TEAM LEADER : Pierre-Louis Tharaux and Eric Camerer
Mail : pierre-louis.tharaux@inserm.fr /or/ eric.camerer@inserm.fr
PHONE :
THARAUX: +33 6 89 50 29 48
CAMERER: +33 1 53 98 80 48
Localisation :
Tharaux lab: 2nd floor, room 219
Camerer lab: 3rd floor, room 361
DOCTORAL SCHOOL : Ecole Doctorale Bio Sorbonne Paris Cité (BioSPC)
The PL Tharaux and O Lenoir group study the pathophysiological mechanisms of glomerular injury in rare glomerulopathies and common chronic kidney diseases (CKD).
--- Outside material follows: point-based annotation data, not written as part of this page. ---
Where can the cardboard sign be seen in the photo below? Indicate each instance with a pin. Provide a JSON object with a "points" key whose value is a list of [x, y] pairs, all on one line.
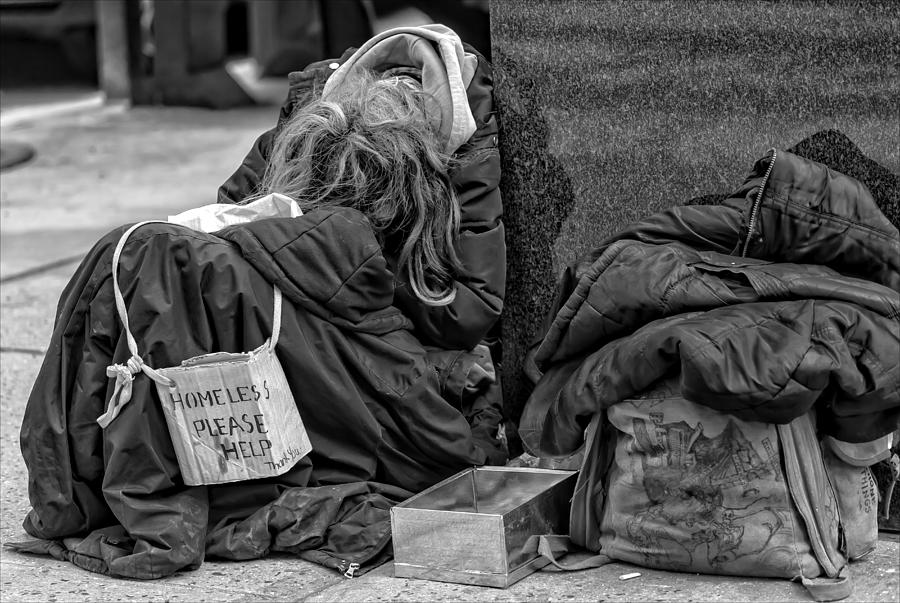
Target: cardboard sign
{"points": [[232, 417]]}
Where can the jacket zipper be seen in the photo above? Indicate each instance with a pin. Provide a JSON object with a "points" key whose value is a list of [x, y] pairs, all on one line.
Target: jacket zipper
{"points": [[754, 210]]}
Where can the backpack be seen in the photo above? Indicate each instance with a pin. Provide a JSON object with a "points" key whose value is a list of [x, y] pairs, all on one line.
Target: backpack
{"points": [[672, 485]]}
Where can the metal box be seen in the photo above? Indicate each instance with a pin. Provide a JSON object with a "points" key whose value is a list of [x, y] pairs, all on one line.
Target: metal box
{"points": [[481, 525]]}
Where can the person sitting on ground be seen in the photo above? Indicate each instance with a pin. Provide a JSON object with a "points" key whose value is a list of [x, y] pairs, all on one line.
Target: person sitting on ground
{"points": [[388, 413]]}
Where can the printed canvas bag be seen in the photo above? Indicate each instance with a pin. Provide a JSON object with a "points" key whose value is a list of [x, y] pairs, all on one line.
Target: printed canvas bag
{"points": [[673, 485], [231, 416]]}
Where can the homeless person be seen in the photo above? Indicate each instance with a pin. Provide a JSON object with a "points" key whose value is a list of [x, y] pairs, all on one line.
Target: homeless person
{"points": [[389, 168]]}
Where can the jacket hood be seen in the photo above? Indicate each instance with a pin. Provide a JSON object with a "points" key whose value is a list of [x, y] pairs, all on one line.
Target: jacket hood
{"points": [[328, 261], [797, 210]]}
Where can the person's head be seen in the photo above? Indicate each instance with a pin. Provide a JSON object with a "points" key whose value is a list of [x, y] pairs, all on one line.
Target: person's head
{"points": [[371, 147]]}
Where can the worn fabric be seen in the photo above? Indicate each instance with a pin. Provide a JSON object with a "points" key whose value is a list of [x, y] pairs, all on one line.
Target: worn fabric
{"points": [[481, 284], [383, 417], [766, 321]]}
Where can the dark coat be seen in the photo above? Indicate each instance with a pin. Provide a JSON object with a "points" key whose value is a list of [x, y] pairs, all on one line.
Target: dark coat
{"points": [[481, 285], [383, 417], [763, 320]]}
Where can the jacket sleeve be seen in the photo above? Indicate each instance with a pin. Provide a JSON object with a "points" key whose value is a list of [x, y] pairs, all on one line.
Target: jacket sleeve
{"points": [[481, 285], [303, 86]]}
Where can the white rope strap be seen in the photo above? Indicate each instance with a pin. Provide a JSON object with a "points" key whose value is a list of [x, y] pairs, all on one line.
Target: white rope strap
{"points": [[124, 373]]}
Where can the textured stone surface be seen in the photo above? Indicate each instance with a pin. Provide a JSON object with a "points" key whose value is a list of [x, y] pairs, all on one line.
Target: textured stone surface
{"points": [[611, 111]]}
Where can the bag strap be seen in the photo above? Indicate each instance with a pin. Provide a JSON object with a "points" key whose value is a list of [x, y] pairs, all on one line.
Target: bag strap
{"points": [[124, 373]]}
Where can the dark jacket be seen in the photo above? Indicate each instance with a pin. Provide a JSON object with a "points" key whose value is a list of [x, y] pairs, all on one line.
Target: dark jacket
{"points": [[782, 299], [383, 419], [482, 249]]}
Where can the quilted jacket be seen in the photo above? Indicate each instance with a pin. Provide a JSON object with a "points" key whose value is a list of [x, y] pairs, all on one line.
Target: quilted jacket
{"points": [[781, 299]]}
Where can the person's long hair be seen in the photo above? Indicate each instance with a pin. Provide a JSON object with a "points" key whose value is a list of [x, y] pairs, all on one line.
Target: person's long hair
{"points": [[371, 147]]}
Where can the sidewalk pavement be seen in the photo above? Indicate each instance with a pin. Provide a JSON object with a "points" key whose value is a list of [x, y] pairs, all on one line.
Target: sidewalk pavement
{"points": [[107, 165]]}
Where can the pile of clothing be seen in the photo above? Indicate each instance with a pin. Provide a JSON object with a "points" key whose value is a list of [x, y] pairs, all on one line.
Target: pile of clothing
{"points": [[780, 298], [395, 395]]}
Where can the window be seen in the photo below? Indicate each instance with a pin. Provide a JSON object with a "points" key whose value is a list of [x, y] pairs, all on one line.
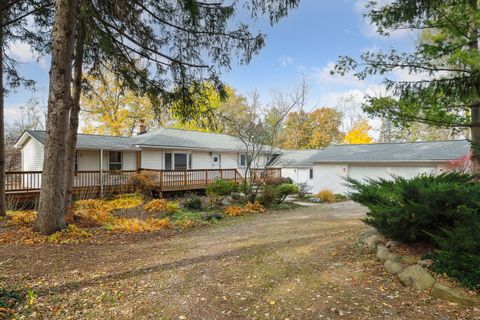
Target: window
{"points": [[180, 161], [114, 160], [243, 160], [168, 161]]}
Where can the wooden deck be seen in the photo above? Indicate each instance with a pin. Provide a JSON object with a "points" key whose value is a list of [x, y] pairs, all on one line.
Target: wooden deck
{"points": [[27, 184]]}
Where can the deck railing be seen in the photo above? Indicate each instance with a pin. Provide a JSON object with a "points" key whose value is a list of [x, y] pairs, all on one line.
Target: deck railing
{"points": [[120, 181]]}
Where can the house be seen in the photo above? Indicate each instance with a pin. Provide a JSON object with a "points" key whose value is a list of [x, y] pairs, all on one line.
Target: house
{"points": [[163, 149], [327, 168], [176, 159]]}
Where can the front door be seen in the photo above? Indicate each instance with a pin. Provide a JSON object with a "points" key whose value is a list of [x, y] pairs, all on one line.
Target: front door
{"points": [[216, 161]]}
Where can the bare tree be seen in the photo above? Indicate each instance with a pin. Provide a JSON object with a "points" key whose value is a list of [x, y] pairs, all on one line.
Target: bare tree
{"points": [[258, 137]]}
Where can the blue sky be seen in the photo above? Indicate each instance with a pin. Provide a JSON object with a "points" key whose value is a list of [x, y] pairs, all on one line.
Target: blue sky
{"points": [[306, 45]]}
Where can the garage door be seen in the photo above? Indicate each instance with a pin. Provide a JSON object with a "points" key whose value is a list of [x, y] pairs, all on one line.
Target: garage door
{"points": [[363, 172]]}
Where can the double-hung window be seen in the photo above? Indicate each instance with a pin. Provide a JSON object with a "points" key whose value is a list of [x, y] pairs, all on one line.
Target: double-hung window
{"points": [[114, 160]]}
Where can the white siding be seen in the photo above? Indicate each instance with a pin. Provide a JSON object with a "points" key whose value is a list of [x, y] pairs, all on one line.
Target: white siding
{"points": [[329, 176], [88, 160], [152, 159], [129, 160], [32, 156]]}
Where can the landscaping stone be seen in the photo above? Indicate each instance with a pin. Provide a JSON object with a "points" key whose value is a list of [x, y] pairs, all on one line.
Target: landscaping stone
{"points": [[426, 263], [453, 295], [372, 242], [408, 260], [393, 267], [383, 254], [416, 277]]}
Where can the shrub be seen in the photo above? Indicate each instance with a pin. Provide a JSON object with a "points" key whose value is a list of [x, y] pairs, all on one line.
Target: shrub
{"points": [[221, 187], [413, 210], [326, 195], [250, 207], [303, 189], [279, 180], [458, 252], [193, 202], [156, 205], [284, 190], [269, 195]]}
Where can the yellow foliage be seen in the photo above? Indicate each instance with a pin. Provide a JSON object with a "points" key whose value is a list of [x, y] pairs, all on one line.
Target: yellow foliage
{"points": [[72, 234], [235, 211], [136, 225], [186, 223], [326, 195], [358, 134], [24, 218], [156, 205]]}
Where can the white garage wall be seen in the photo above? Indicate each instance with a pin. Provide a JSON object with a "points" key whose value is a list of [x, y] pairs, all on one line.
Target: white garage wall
{"points": [[329, 176]]}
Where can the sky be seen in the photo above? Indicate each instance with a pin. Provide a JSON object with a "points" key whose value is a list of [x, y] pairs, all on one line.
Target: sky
{"points": [[304, 45]]}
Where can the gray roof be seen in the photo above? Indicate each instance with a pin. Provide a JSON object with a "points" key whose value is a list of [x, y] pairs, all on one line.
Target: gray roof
{"points": [[167, 138], [394, 152], [90, 141], [297, 158], [188, 139]]}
Rapidly progressive crescentic glomerulonephritis (CGN) and focal segmental glomerulosclerosis (FSGS) are severe kidney diseases responsible for irreversible renal failure, which is also a major risk factor for cardiovascular mortality. CGN can even result in a loss of kidney function within days or weeks. Despite the aggressiveness of immunosuppressive protocols applied, treatments against CGN have limited effectiveness. Similarly, there is no approved, specific treatment for FSGS.
We aim to identify druggable pathways and markers of pathogenic glomerular epithelial cells in CGN and FSGS.
Diabetic nephropathy is the leading cause of end-stage renal disease in industrialized countries. Hypertension is a common comorbidity factor of diabetes and diabetic patients with poorly controlled blood pressure commonly present more severe and unclassical renal complications, highlighting the main role of hemodynamic factors to promote glomerular injury. Despite the strong prevalence of diabetic nephropathy worldwide and the emergence of the recent sodium glucose cotransporter 2 inhibitors and glucagon-like peptide 1 receptor agonists, providing significant but only partial efficacy to prevent cardiovascular events and kidney failure, there are currently no therapies to specifically prevent glomerular cells injury during diabetes and hypertension.
We aim to identify mechanisms of kidney cells tolerance during diabetes and hypertension.
We dissected mechanisms driving the development of extracapillary lesions in FSGS and CGN. We addressed the key question of how parietal epithelial cells (PECs) invade glomerular capillaries, promoting injury and kidney failure. We showed that expression of the tetraspanin CD9 increases markedly in PECs in mouse models of CGN and FSGS and in the kidneys of individuals diagnosed with these diseases. Cd9 gene targeting in PECs prevents glomerular damage in CGN and FSGS mouse models. Mechanistically, CD9 deficiency prevents the oriented migration of PECs into the glomerular tuft and their acquisition of CD44 and β1 integrin expression. These findings highlight a critical role for de novo expression of CD9 as a common pathogenic switch driving the PEC phenotype in CGN and FSGS while offering a potential therapeutic avenue to treat these conditions. Our findings reinforce this paradigm that “activation” of resident glomerular cells play a key role in disease progression and extend the concept by examining interactions between surrounding cellular and molecular systems involved in RPGN.
We uncovered the roles of the ET-1 receptors in myeloid cells in vascular diseases. Myeloid ETB receptors command the concentration of the ET-1 vasoconstrictor in the arterial wall and tissues. Two studies demonstrated the key role for the myeloid ETB receptors in the control of systemic vascular resistance and blood pressure as well as in hypertensive kidney and retina injuries.
We highlighted mechanisms of podocyte injury in chronic kidney disease linking the hypertensive and diabetic environment to the dysregulation of podocyte autophagy. We demonstrated that aberrant calpain activation in podocytes promotes autophagy impairment and subsequent podocyte injury. Calpain inhibition restored podocyte autophagy, limiting podocyte injury in disease models of hypertension and diabetes.
In 2020-21, PL Tharaux co-constructed the CORIMUNO-19 Collaborative Group and thereby contributed to a series of randomised clinical trials to test the efficacy of immunomodulatory drugs in preventing severe forms of COVID-19 and collaborated to investigate the immunopathology of COVID-19. Some of these seminal studies were initiated by B Terrier.